O fato é: uma agência do banco Bradesco, localizada em um bairro nobre da cidade de Manaus, resolveu ornamentar sua calçada com pedras pontiagudas, distribuídas a intervalos de menos de vinte centímetros umas das outras, a fim de impedir que os mendigos permaneçam desfrutando da sombra do local que antes ocupavam nos horários de almoço e à noite.
Enxotados os "problemas" da calçada, o dia poderia ter sido salvo (e quem sabe até a nação, com tamanha ideia!), mas a verdade é que as pedras de antes - os mendigos - provavelmente causavam muito menos transtorno do que fazem as pedras literais de agora. Porque, embora os indigentes já não descansem à sombra da agência (o que, para muitos, pode representar alívio, conforto e até segurança), a possibilidade de ir e vir também foi cerceada.
O acesso à agência acabou dificultado a qualquer transeunte, indistintamente. E é provável que assim se gerem mais transtornos do que antes fazia meia-dúzia de pessoas escoradas numa calçada. Pense nas dificuldades que agora terão, para se locomover por ali, os idosos e indivíduos com limitações físicas...
É essencial percebermos que essas medidas de "higienização social", tão abruptas, irrefletidas e hostis, não promovem nada além de dissabores e desarranjos.
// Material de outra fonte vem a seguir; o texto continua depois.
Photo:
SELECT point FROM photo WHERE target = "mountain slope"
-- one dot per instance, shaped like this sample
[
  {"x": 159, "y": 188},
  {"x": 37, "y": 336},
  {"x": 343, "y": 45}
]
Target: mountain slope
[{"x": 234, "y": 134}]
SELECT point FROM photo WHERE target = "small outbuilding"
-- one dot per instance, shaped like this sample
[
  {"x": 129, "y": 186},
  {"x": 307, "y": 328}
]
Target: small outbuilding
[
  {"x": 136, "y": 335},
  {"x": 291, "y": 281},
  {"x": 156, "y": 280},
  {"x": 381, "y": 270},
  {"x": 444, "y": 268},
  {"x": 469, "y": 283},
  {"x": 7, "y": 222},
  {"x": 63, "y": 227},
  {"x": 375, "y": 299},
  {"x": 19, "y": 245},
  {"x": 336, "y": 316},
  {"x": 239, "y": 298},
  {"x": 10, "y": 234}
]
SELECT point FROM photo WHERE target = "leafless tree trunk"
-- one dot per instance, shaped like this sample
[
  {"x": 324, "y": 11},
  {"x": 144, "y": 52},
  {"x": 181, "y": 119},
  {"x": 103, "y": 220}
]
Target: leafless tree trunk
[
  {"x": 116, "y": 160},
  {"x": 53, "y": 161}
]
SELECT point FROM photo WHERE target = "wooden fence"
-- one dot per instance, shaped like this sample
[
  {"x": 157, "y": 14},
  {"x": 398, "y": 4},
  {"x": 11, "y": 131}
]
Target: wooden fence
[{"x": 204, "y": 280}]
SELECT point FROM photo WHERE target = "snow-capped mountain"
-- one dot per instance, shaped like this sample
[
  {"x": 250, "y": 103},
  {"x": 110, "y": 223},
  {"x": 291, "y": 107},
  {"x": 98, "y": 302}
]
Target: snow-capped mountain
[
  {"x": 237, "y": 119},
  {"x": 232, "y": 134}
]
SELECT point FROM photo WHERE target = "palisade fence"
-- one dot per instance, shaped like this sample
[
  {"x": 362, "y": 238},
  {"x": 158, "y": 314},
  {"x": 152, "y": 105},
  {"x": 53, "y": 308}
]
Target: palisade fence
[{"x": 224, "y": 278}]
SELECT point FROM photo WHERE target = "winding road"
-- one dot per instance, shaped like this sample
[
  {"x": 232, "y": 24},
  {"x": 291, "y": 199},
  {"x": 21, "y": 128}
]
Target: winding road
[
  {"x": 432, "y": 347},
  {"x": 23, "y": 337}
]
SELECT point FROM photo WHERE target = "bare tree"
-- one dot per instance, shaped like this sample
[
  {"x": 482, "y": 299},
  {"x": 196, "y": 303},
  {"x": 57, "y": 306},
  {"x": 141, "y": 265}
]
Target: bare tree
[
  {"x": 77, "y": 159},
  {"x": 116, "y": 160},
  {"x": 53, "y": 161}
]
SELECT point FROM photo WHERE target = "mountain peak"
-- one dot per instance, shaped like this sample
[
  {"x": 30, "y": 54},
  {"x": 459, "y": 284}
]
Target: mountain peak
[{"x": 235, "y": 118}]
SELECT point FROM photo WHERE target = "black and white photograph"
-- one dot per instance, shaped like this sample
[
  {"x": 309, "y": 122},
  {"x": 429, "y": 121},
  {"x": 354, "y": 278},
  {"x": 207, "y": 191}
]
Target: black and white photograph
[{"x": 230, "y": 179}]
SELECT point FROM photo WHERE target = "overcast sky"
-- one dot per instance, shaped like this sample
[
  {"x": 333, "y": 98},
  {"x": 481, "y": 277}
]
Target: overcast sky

Causava mal ter de encarar, diariamente, uma porção de cidadãos a mendigar? A cena era, ao menos, uma chamada à realidade, uma sacudidela. "Ei! Enquanto uns têm tanto, outros têm tão pouco...". Mas, agora, com nossas vistas limpas, podemos voltar à cegueira. É incrível a facilidade com que suprimimos a consciência de tudo o que está errado ao nosso redor, em nome de um conforto desleal.
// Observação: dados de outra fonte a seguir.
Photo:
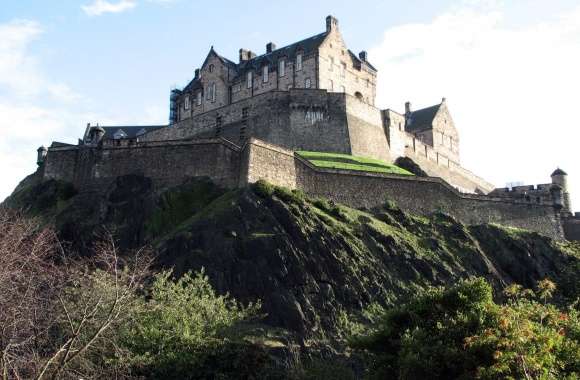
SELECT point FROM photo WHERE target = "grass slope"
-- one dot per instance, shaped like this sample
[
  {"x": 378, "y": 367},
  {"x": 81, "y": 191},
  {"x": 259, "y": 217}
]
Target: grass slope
[{"x": 348, "y": 162}]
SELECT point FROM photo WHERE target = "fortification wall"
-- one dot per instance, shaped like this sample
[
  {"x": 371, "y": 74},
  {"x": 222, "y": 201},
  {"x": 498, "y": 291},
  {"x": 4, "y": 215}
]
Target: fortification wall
[
  {"x": 417, "y": 195},
  {"x": 167, "y": 163},
  {"x": 437, "y": 165},
  {"x": 572, "y": 227},
  {"x": 297, "y": 119},
  {"x": 365, "y": 128},
  {"x": 268, "y": 162}
]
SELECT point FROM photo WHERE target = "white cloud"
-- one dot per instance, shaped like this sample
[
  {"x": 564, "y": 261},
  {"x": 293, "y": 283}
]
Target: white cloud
[
  {"x": 512, "y": 91},
  {"x": 26, "y": 118},
  {"x": 99, "y": 7}
]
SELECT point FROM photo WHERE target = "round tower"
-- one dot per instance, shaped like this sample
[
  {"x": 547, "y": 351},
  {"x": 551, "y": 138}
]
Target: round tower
[
  {"x": 560, "y": 179},
  {"x": 41, "y": 155}
]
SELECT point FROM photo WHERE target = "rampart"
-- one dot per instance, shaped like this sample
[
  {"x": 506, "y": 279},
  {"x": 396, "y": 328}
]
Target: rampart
[
  {"x": 171, "y": 162},
  {"x": 437, "y": 165}
]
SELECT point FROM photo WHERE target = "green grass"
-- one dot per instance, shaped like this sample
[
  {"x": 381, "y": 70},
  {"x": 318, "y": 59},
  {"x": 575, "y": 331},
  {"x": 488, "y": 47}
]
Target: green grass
[{"x": 348, "y": 162}]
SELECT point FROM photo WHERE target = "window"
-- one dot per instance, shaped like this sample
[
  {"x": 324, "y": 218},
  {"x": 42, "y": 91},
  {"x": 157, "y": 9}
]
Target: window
[
  {"x": 249, "y": 79},
  {"x": 265, "y": 74}
]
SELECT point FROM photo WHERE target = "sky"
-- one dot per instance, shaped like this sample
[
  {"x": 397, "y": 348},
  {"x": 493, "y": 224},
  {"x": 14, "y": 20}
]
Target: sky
[{"x": 508, "y": 69}]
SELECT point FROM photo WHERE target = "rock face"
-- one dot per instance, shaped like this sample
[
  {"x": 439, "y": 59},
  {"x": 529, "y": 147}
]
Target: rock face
[{"x": 308, "y": 261}]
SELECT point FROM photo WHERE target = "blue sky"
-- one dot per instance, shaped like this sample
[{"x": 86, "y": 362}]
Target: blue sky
[{"x": 508, "y": 69}]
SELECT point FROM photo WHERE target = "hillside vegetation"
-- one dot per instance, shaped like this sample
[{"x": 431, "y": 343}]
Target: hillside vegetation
[{"x": 320, "y": 271}]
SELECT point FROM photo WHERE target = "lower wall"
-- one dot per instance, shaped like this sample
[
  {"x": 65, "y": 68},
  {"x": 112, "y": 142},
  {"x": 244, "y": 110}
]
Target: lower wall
[
  {"x": 170, "y": 162},
  {"x": 423, "y": 196},
  {"x": 167, "y": 163},
  {"x": 572, "y": 228}
]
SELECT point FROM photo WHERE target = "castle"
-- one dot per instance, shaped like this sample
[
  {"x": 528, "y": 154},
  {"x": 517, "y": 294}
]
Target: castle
[{"x": 240, "y": 122}]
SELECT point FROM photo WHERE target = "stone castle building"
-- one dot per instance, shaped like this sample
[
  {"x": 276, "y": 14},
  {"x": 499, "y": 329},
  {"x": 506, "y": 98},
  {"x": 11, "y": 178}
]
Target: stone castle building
[{"x": 240, "y": 122}]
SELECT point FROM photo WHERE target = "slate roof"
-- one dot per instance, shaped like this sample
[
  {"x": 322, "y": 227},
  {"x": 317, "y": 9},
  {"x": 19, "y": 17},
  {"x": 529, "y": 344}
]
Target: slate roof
[
  {"x": 559, "y": 172},
  {"x": 130, "y": 131},
  {"x": 306, "y": 46},
  {"x": 422, "y": 119}
]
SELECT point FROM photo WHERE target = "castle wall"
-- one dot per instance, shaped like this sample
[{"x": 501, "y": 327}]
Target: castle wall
[
  {"x": 366, "y": 132},
  {"x": 332, "y": 54},
  {"x": 167, "y": 163},
  {"x": 417, "y": 195},
  {"x": 572, "y": 228},
  {"x": 423, "y": 196},
  {"x": 437, "y": 165},
  {"x": 296, "y": 119},
  {"x": 268, "y": 162}
]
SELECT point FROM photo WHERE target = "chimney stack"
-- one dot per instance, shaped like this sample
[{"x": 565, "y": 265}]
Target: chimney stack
[
  {"x": 331, "y": 24},
  {"x": 246, "y": 55}
]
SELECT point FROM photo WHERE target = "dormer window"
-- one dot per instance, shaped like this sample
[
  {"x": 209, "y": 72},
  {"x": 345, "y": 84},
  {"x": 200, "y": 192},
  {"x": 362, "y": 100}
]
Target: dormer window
[
  {"x": 249, "y": 79},
  {"x": 120, "y": 134}
]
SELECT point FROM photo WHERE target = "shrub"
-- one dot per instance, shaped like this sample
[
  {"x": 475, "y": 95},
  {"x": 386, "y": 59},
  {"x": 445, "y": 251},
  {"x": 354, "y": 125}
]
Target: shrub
[
  {"x": 462, "y": 333},
  {"x": 183, "y": 327}
]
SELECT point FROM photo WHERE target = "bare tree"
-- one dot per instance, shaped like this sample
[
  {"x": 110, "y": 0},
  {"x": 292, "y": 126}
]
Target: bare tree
[{"x": 58, "y": 315}]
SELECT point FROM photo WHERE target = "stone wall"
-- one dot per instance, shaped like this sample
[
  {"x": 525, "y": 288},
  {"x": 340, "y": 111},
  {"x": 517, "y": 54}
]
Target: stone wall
[
  {"x": 423, "y": 196},
  {"x": 167, "y": 163},
  {"x": 267, "y": 162},
  {"x": 438, "y": 165}
]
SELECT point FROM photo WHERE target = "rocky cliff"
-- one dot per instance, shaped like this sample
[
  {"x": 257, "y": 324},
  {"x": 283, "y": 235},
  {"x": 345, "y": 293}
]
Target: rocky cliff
[{"x": 309, "y": 261}]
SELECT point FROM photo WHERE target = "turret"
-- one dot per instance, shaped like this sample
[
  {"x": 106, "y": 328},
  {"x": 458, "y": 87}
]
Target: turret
[
  {"x": 41, "y": 156},
  {"x": 560, "y": 179},
  {"x": 96, "y": 134}
]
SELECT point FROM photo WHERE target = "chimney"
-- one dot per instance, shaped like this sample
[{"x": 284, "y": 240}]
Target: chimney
[
  {"x": 270, "y": 47},
  {"x": 246, "y": 55},
  {"x": 331, "y": 24}
]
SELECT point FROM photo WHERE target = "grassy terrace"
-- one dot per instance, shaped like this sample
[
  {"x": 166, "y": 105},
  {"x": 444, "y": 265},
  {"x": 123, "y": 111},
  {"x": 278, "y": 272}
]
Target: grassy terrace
[{"x": 348, "y": 162}]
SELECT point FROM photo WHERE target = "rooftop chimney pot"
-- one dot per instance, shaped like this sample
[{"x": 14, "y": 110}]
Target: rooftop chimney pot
[
  {"x": 331, "y": 23},
  {"x": 270, "y": 47}
]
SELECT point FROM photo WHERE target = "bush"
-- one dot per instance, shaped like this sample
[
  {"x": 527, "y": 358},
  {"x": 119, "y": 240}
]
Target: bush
[
  {"x": 183, "y": 327},
  {"x": 462, "y": 333}
]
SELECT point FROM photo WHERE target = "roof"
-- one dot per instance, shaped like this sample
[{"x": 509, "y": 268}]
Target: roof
[
  {"x": 422, "y": 119},
  {"x": 305, "y": 46},
  {"x": 129, "y": 131},
  {"x": 559, "y": 172}
]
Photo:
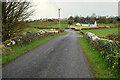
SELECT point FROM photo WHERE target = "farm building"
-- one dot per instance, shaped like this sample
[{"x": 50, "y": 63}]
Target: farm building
[{"x": 87, "y": 23}]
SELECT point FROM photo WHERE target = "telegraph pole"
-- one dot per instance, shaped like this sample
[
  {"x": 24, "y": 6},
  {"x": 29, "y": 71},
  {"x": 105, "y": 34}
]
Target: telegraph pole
[{"x": 59, "y": 17}]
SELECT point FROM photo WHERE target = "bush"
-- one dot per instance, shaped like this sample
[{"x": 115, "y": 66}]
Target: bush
[{"x": 109, "y": 50}]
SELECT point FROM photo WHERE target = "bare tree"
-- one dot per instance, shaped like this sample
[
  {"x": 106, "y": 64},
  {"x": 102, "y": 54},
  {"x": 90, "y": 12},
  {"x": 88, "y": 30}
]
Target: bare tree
[{"x": 13, "y": 16}]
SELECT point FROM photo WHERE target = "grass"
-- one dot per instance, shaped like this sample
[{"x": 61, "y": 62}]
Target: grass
[
  {"x": 107, "y": 25},
  {"x": 78, "y": 27},
  {"x": 54, "y": 24},
  {"x": 19, "y": 50},
  {"x": 97, "y": 64},
  {"x": 36, "y": 29},
  {"x": 103, "y": 32}
]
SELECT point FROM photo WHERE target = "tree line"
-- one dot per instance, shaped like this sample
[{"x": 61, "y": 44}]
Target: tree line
[
  {"x": 14, "y": 15},
  {"x": 99, "y": 19}
]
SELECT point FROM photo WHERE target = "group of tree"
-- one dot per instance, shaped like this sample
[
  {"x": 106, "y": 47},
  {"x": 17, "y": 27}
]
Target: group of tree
[
  {"x": 99, "y": 19},
  {"x": 14, "y": 15}
]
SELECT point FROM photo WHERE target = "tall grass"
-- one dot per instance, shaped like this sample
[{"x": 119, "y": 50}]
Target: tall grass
[
  {"x": 19, "y": 50},
  {"x": 97, "y": 64}
]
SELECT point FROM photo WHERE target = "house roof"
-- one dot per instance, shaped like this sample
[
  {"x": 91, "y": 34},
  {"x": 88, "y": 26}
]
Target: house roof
[{"x": 88, "y": 22}]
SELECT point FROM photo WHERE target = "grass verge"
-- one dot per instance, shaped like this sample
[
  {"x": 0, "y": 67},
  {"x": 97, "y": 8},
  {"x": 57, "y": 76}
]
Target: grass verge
[
  {"x": 97, "y": 64},
  {"x": 19, "y": 50},
  {"x": 103, "y": 32}
]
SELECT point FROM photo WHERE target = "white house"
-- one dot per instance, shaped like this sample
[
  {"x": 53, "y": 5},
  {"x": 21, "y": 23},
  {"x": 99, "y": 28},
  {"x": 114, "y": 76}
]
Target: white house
[{"x": 87, "y": 23}]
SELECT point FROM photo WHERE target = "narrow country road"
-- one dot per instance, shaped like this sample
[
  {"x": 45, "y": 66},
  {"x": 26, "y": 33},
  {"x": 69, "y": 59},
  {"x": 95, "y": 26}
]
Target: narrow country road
[{"x": 61, "y": 57}]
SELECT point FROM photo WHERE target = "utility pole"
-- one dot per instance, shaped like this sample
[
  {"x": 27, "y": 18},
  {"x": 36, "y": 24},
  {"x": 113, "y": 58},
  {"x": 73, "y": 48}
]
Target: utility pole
[{"x": 59, "y": 17}]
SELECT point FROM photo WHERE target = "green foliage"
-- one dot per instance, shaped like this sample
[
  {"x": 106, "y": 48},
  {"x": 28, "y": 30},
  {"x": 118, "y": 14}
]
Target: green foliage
[
  {"x": 103, "y": 32},
  {"x": 13, "y": 16},
  {"x": 19, "y": 50},
  {"x": 100, "y": 67}
]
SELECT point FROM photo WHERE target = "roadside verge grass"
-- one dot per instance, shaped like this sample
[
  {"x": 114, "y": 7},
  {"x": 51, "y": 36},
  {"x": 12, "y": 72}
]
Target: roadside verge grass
[
  {"x": 97, "y": 64},
  {"x": 19, "y": 50}
]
Enxotar os moradores de rua não conserta nada, só piora. Alivia a vista dos clientes do banco, talvez, e deixa a fachada da loja "arejada", mas a troco de quê? A troco de um espaço urbano intrafegável, de moradores de rua zangados com a falta de respeito (sim, de respeito, pois não são pragas a serem exterminadas), e de uma ridícula exposição de burrice por parte da iniciativa privada.
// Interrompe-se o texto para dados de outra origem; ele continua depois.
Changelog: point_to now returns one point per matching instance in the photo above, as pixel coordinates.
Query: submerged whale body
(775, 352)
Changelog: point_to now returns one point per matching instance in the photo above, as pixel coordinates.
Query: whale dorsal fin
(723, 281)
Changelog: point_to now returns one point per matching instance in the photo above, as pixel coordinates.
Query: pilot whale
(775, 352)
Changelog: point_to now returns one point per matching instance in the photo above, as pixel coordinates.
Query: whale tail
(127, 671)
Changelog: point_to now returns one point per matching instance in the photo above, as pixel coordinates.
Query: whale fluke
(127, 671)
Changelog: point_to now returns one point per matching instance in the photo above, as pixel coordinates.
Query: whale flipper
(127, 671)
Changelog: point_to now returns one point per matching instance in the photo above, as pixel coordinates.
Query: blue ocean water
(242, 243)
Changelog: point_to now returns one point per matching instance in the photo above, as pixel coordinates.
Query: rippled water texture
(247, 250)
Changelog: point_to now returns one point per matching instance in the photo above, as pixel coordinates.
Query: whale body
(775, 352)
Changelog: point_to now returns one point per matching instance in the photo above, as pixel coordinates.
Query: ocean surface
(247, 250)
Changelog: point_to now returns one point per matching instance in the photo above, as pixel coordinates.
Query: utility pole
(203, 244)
Sem qualquer dúvida, a maior incivilidade não está naqueles que, por opção ou falta de escolha, foram marginalizados, tendo as calçadas como camas e os alpendres das construções alheias como teto de casa. Incivilidade mesmo é impedir o ir e vir, e, pior ainda, tirar a sombra de quem antes não deveria incomodar mais do que agora fazem essas malditas pedras no caminho. Pedras que, por sinal, terminam de estragar o dia e a urbanidade da vida dando fé de que, além de esnobes, também somos tiranos potencialmente cafonas.